Kekacauan Industri Gula dan Dampak pada Petani
Anggota Komisi VI DPR RI, Rivqy Abdul Halim, mengungkapkan kekhawatirannya terhadap kondisi industri gula di Indonesia. Ia menilai bahwa maraknya praktik penjualan gula rafinasi yang tidak melalui pasar industri menyebabkan kerugian besar bagi para petani tebu. Akibatnya, sejumlah besar gula hasil panen petani tidak dapat terserap di pasar konsumsi.
Permasalahan ini muncul setelah aduan dari Dewan Pimpinan Nasional (DPN) Asosiasi Petani Tebu Rakyat Indonesia (APTRI). Mereka menyatakan bahwa sekitar ratusan ribu ton gula petani belum bisa diserap oleh pasar. Menurut Rivqy, pemerintah perlu segera memperbaiki tata kelola industri gula dari hulu hingga hilir agar tidak terjadi lagi kejadian serupa.
“Saya mendesak pemerintah untuk memperbaiki tata kelola gula mulai dari hulu hingga hilir. Dan agar peristiwa tidak terserapnya gula petani karena banjirnya gula rafinasi pada pasar konsumsi ini tidak terulang, maka harus ditindak tegas mereka yang bermain sesuai peraturan hukum yang berlaku,” ujar Rivqy.
Pengaduan Petani dan Penumpukan Gula
Rivqy memberikan contoh dari petani tebu dan pengusaha gula di Lumajang yang mengeluhkan pembelian gula di bawah Harga Patokan Petani (HPP). Selain itu, ada penumpukan gula di gudang PG Djatiroto. Hal ini membuat petani tebu merasa dirugikan.
“Para petani menunda waktu panen karena pabrik belum melakukan produksi disebabkan masih banyaknya tumpukan gula di gudang,” tambahnya.
Penumpukan gula ini juga berdampak pada ekonomi keluarga petani.
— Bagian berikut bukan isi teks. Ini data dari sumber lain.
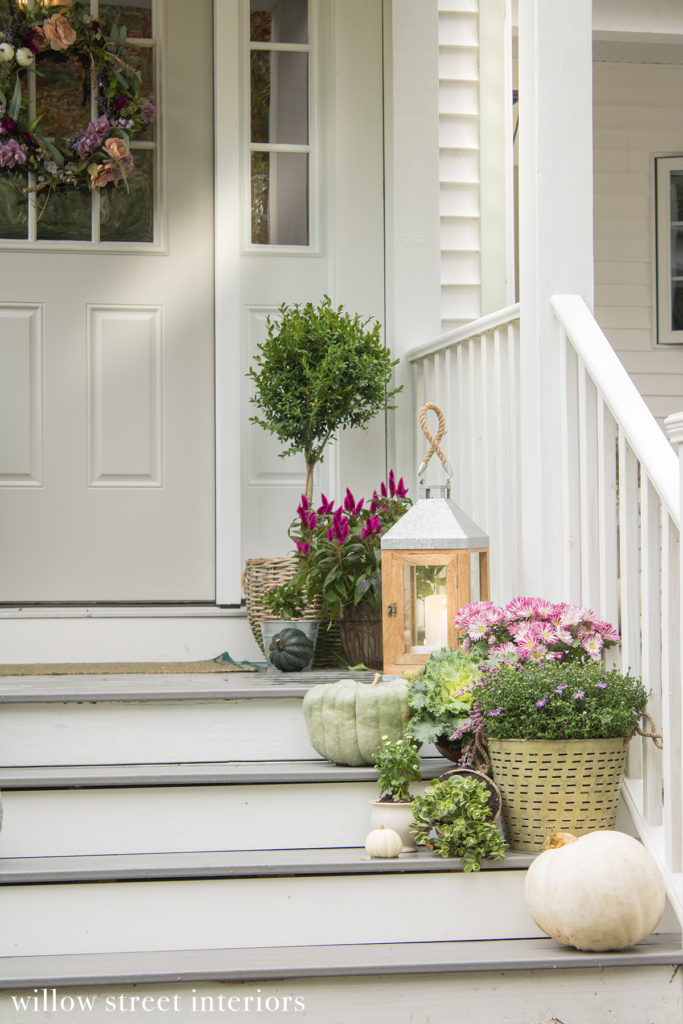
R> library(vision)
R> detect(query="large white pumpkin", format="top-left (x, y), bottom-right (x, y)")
top-left (524, 831), bottom-right (665, 950)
Mereka kesulitan memenuhi kebutuhan keluarga karena perputaran keuangan bergantung pada penjualan hasil panen tebu.
“Rata-rata para petani tebu di Lumajang adalah masyarakat dengan pendapatan menengah kebawah, dan sumber pendapatan satu-satunya bergantung dari hasil tanam tebu. Mereka banyak yang bekerja sebagai penebang dan pengangkut tebu,” jelas Rivqy.
Perlu Perbaikan Sistem Produksi dan Harga
Atas dasar masalah tersebut, Rivqy meminta pemerintah segera memperbaiki perhitungan produksi, konsumsi, dan cadangan gula nasional. Selain itu, pemerintah juga perlu memberlakukan dan mengawasi Harga Patokan Petani (HPP) secara ketat sebagai jaminan harga minimum.
“Saya menilai selama ini pemerintah belum memiliki hitungan yang baik untuk mengukur produksi, konsumsi, dan cadangan gula nasional. Ditambah pemerintah juga gagal dalam menerapkan HPP sebagai jaminan harga minimum, sehingga pedagang dapat penjual gula dirugikan dari berantakannya tata kelola gula ini,” kata Rivqy.
Tindakan yang Harus Diambil Pemerintah
Menurut Rivqy, Kementerian Perdagangan harus segera mengambil langkah tegas dalam mengatur tata kelola harga gula di pasar secara transparan dan terukur. Tujuannya adalah agar tidak ada masyarakat kita yang dirugikan akibat kebijakan yang tidak jelas.
Beberapa langkah yang perlu dilakukan antara lain:
- Memastikan ketersediaan pasar yang jelas untuk gula petani.
- Melakukan pengawasan ketat terhadap distribusi gula rafinasi.
- Mengoptimalkan sistem HPP agar benar-benar menjadi jaminan harga minimum.
- Meningkatkan koordinasi antara pemerintah, pelaku industri, dan petani.
Dengan tindakan yang tepat, diharapkan dapat mengurangi dampak negatif yang dialami para petani tebu dan menjaga keseimbangan dalam industri gula nasional.